Make the decision before the agent writes code.

Shipwright is a private product loop and a public evidence page. It asks what should be built next, compares a few possible directions, records the strongest case, and only then turns the decision into a bounded code change.

The screenshots here come from the live Shipwright page. The runtime itself lives in a private GitHub repo, but the product trail is public enough to inspect.

Shipwright live page showing selected direction, active lane, judge signal, and deploy status.
The live page starts with the decision state: selected direction, active lane, judge signal, and deployment evidence.
Why it changed

The old product loop was backwards for autonomous work.

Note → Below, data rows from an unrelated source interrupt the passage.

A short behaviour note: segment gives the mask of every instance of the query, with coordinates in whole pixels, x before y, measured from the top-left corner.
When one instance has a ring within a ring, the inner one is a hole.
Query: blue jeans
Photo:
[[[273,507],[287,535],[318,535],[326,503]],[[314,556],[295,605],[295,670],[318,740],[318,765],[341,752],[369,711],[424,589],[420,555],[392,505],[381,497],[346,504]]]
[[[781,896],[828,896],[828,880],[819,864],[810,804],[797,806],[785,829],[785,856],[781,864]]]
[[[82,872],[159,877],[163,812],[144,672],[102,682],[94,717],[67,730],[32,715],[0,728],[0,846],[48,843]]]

A common agent workflow still looks like this: ship a change, open the preview, then ask product, QA, and design to react to something that already exists. That can work for tiny fixes. It breaks down when the agent is choosing product direction.

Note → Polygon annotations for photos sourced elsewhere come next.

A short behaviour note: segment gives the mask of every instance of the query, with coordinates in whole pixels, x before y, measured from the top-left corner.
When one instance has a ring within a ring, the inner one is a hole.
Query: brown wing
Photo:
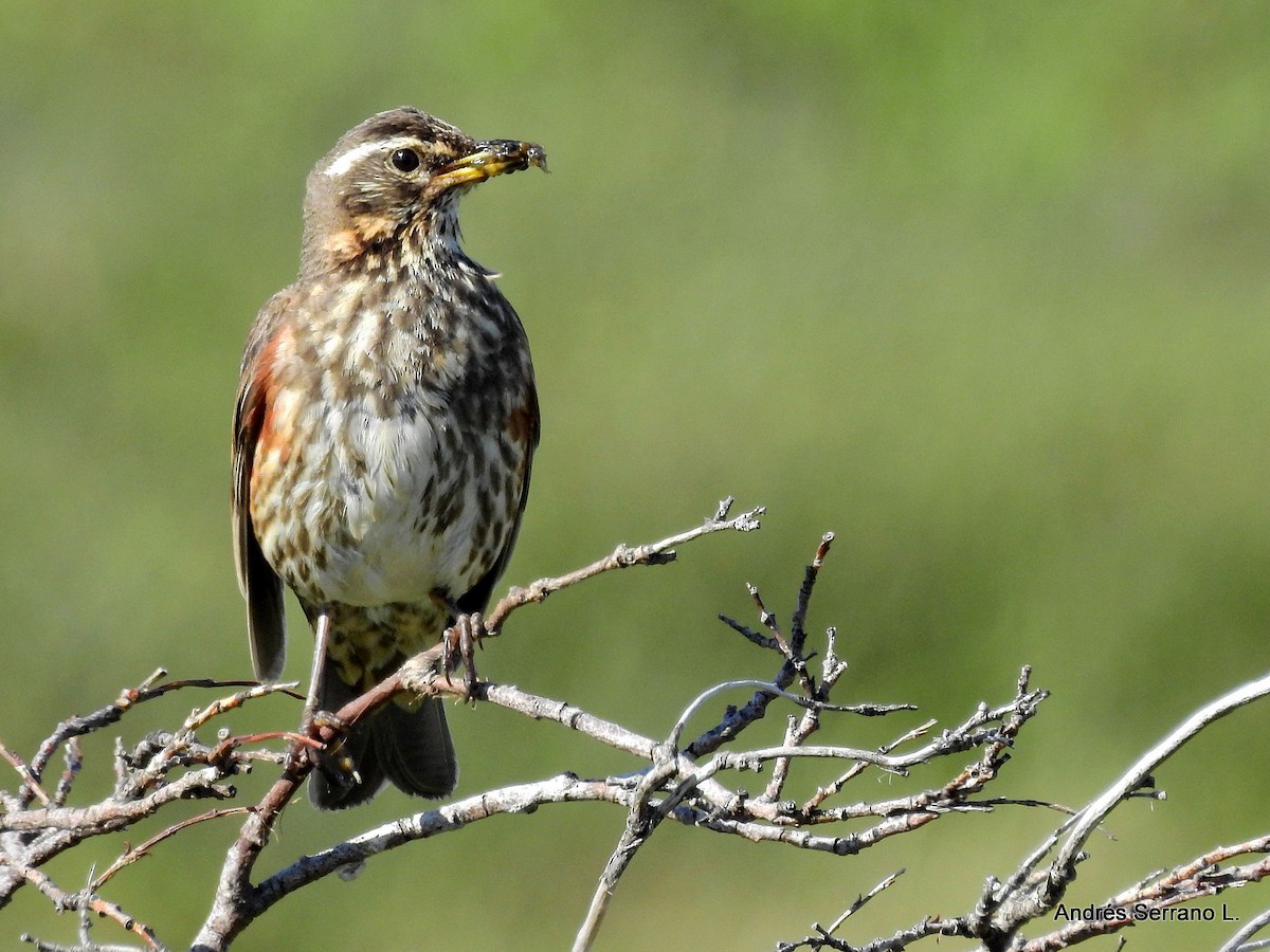
[[[507,569],[507,564],[512,559],[512,550],[516,548],[516,537],[521,532],[521,519],[525,517],[525,504],[530,499],[530,472],[533,468],[533,451],[537,448],[538,437],[541,435],[538,391],[533,386],[532,381],[530,382],[530,395],[526,399],[525,405],[512,414],[512,420],[508,425],[512,429],[513,437],[525,442],[525,472],[521,477],[521,504],[516,509],[516,519],[512,522],[512,532],[508,533],[507,543],[503,546],[503,551],[498,553],[498,559],[494,560],[494,565],[490,566],[488,572],[480,576],[480,580],[475,585],[456,599],[458,611],[465,614],[485,611],[485,605],[489,603],[489,597],[494,592],[494,586],[503,576],[503,570]]]
[[[292,296],[279,292],[260,310],[243,354],[237,402],[234,407],[234,564],[239,589],[246,599],[248,637],[255,677],[277,680],[287,660],[287,625],[283,612],[282,579],[265,561],[264,552],[251,526],[251,467],[257,442],[268,410],[268,367],[262,357],[272,350],[267,344],[274,338]],[[267,358],[265,358],[267,359]]]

Shipwright moves that alignment earlier. Before code is pushed, it frames the product question, creates competing options, compares them with evidence, and turns the chosen option into one clear work order.

Process shift

Prototype first. Reach consensus. Then build.

Old rhythm

Ship the first plausible implementation, then spend product, QA, and design time aligning around what changed.

Shipwright rhythm

Generate multiple directions, compare them in public, choose the strongest one, then let the agent implement a smaller ask.

Shipwright UI consensus panel showing Variant A as accepted with score, judges, and experiment subjects.
Consensus is visible before implementation: what won, why it won, how strong the margin was, and what should be handed to the agent.
Shipwright lane board showing intake, build, review, release, and observe lanes with active and blocked states.
The lane board keeps execution from feeling open-ended. One lane owns the next move; other lanes are eligible, blocked, or off.
How the decision happens

The useful part is the pause before the commit.

01

Frame

Name the product question before asking an agent to edit code.

02

Prototype

Build more than one direction so the team can compare shape, not theory.

03

Judge

Use model votes, human judgment, screenshots, and readiness checks.

04

Agree

Let product, QA, and design see the same evidence before the work lands.

05

Build

Hand the winner to the agent as one bounded implementation target.

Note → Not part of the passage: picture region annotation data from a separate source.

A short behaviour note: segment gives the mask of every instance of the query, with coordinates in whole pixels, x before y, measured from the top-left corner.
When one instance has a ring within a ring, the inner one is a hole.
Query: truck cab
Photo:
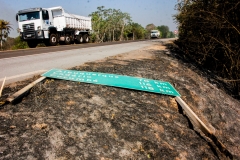
[[[89,42],[91,17],[69,14],[61,6],[30,8],[16,14],[18,31],[30,48]]]
[[[160,38],[159,30],[151,30],[151,38]]]
[[[18,21],[20,37],[27,41],[29,47],[36,47],[37,43],[49,39],[48,31],[53,26],[53,18],[48,9],[20,10],[16,15],[16,20]]]

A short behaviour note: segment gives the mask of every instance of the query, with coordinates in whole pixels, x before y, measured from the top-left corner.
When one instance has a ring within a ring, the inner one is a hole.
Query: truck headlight
[[[20,28],[17,28],[17,32],[20,33],[20,32],[21,32],[21,29],[20,29]]]
[[[42,35],[42,31],[38,31],[38,36],[41,36]]]

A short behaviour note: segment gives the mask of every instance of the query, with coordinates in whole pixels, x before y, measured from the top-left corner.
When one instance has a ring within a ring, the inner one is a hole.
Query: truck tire
[[[49,44],[51,46],[56,46],[57,45],[57,36],[55,34],[50,35]]]
[[[34,41],[34,40],[32,40],[32,41],[27,41],[27,44],[28,44],[28,47],[29,47],[29,48],[36,48],[37,45],[38,45],[38,43],[37,43],[36,41]]]
[[[65,36],[65,44],[66,45],[71,44],[71,37],[68,34],[66,34],[66,36]]]
[[[88,43],[88,42],[89,42],[88,34],[84,34],[84,35],[83,35],[83,42],[84,42],[84,43]]]
[[[75,40],[75,43],[76,43],[76,44],[83,43],[83,37],[82,37],[81,34],[77,36],[77,38],[76,38],[76,40]]]

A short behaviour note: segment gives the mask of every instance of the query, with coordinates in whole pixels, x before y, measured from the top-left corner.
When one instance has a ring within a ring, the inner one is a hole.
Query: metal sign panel
[[[113,87],[121,87],[147,92],[180,96],[169,82],[157,81],[146,78],[130,77],[117,74],[107,74],[100,72],[86,72],[74,70],[52,69],[42,74],[44,77],[101,84]]]

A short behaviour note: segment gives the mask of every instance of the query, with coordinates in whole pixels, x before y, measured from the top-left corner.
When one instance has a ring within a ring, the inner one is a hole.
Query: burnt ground
[[[168,81],[240,159],[240,102],[161,44],[72,69]],[[34,79],[5,86],[0,101]],[[174,97],[47,79],[0,108],[0,159],[226,159]]]

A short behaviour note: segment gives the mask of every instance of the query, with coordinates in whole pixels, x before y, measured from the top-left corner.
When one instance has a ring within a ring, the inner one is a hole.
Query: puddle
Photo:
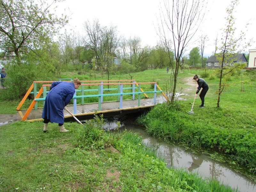
[[[2,122],[0,123],[0,126],[1,125],[6,125],[6,124],[8,124],[8,123],[12,123],[13,122],[14,122],[15,121],[18,121],[18,120],[11,120],[11,121],[5,121],[4,122]]]
[[[128,116],[126,117],[129,117]],[[115,119],[115,118],[116,118]],[[105,129],[115,129],[117,126],[117,117],[109,119],[104,126]],[[123,118],[124,119],[125,118]],[[138,133],[147,146],[156,149],[157,156],[163,158],[168,167],[185,169],[188,171],[198,173],[203,178],[218,180],[232,188],[236,187],[242,192],[256,192],[256,182],[235,170],[227,163],[221,163],[209,158],[201,153],[196,154],[182,146],[166,143],[148,135],[143,127],[130,122],[131,119],[122,122],[119,130],[126,129]]]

Shipwright product model showing observe, compare, route, ship, and report stages with a decision evidence layer.
The product model is simple on purpose: observe, compare, route, ship, report. The key change is that compare happens before route.
Why it relates

This is the same loop showing up across the other work.

Pixelbox

Pixelbox makes the work visible while using Codex from chat. Shipwright adds a decision surface for what should be attempted before the edit starts.

Forge

Forge is about durable autonomous engineering infrastructure. Shipwright is the product layer that decides which small, evidenced move is worth giving to that infrastructure.

Triline

Triline puts an AI into a live conversation. Shipwright does the same kind of mediation for product work: humans and models share the same context before action.

Product QA Design

The goal is not to replace review. It is to move review earlier, when product intent, design tradeoffs, and QA risk can still change what gets built.

The bigger bet

Autonomous shipping gets better when the decision is a shared artifact.

Make the question explicit before generating code. Show multiple candidate directions before asking for consensus. Keep the losing option visible so dissent is not erased. Turn the winner into a smaller, safer implementation target. Publish enough evidence that the next run can learn from it.